Chaque année, un habitant jette en moyenne 50 kgs de nourriture encore mangeable, dont un tiers de produits emballés. L'Organisation des Nations Unies pour l'Alimentation et l'Agriculture (FAO) estime que le gaspillage alimentaire est surtout imputable aux Européens (qui jettent en moyenne 95 kg par an et par habitant) et aux Américains (115 kgs), tandis que les Asiatiques, les Africains et les Sud-Américains sont bien plus rationnels en la matière. Et les ménages ne sont pas les seuls acteurs de ce gaspillage. L'industrie agroalimentaire, les détaillants et la restauration ont aussi leur part de responsabilité.

Dans l'hôtellerie-restauration, c'est simple : un quart des achats de nourriture finissent à la poubelle ! On estime d'ailleurs que le gaspillage est près de quatre fois plus important au restaurant qu'à la maison : à la fin de chaque repas servi, un serveur jette en moyenne 125 g (contre 34 g jeté par le convive à son domicile).
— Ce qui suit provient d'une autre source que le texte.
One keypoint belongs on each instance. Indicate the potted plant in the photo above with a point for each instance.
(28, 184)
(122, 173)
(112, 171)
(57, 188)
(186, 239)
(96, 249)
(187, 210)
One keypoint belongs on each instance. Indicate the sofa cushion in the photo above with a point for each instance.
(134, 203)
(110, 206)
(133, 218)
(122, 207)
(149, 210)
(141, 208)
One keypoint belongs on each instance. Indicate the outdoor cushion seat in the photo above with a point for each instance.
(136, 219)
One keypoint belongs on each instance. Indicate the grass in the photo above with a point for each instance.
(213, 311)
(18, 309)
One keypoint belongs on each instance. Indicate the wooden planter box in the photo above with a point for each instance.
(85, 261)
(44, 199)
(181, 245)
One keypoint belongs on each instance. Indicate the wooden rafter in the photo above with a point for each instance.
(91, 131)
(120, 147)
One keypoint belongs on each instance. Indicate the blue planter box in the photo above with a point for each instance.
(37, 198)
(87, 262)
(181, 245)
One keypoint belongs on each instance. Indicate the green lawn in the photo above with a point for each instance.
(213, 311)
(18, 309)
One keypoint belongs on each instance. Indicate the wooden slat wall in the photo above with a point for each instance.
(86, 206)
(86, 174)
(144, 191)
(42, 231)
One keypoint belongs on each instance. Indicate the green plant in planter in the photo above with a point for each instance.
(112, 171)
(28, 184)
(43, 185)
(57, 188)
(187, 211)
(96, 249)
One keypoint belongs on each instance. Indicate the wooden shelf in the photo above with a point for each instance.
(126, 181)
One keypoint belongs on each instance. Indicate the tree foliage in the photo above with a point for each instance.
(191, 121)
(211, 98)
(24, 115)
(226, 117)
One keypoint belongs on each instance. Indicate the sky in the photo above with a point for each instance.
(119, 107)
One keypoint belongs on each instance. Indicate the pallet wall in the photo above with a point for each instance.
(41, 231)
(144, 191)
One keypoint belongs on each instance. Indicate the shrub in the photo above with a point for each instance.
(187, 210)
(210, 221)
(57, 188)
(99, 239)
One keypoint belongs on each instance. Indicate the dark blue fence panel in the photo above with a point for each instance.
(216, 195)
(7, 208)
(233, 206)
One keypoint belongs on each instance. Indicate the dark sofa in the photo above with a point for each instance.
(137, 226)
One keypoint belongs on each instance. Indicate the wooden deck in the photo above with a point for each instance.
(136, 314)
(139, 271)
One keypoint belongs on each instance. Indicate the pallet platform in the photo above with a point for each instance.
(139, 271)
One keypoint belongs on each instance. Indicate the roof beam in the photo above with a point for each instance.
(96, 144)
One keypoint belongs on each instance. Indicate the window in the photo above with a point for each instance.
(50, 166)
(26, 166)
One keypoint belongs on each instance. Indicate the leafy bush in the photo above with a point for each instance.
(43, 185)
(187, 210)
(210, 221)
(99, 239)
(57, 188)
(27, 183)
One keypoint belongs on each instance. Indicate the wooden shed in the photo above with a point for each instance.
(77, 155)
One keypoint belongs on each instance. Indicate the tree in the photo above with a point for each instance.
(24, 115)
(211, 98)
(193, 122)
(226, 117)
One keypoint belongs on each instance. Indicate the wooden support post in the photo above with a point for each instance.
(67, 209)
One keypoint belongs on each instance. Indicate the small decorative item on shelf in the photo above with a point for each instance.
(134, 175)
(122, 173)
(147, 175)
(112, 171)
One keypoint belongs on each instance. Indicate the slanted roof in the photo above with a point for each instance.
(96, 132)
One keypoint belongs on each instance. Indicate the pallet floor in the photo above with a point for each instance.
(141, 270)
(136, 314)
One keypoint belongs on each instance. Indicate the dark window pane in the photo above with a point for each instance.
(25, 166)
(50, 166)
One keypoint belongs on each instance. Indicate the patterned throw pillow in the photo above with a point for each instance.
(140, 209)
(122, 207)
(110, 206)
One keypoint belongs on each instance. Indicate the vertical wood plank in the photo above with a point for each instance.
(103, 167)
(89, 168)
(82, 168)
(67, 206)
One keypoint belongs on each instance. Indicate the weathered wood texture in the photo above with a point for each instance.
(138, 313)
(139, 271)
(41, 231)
Et pour cause : il est difficile pour les restaurateurs de gérer ses commandes au plus juste, d'ajuster les portions à l'appétit de chacun et il est très rarement possible de réutiliser ce qui n'a pas été consommé. Selon Jonathan Bloom, auteur du livre American Wasteland, les barquettes de frites chez McDonald's sont jetées au bout de 7 minutes si elles n'ont pas trouvé preneur.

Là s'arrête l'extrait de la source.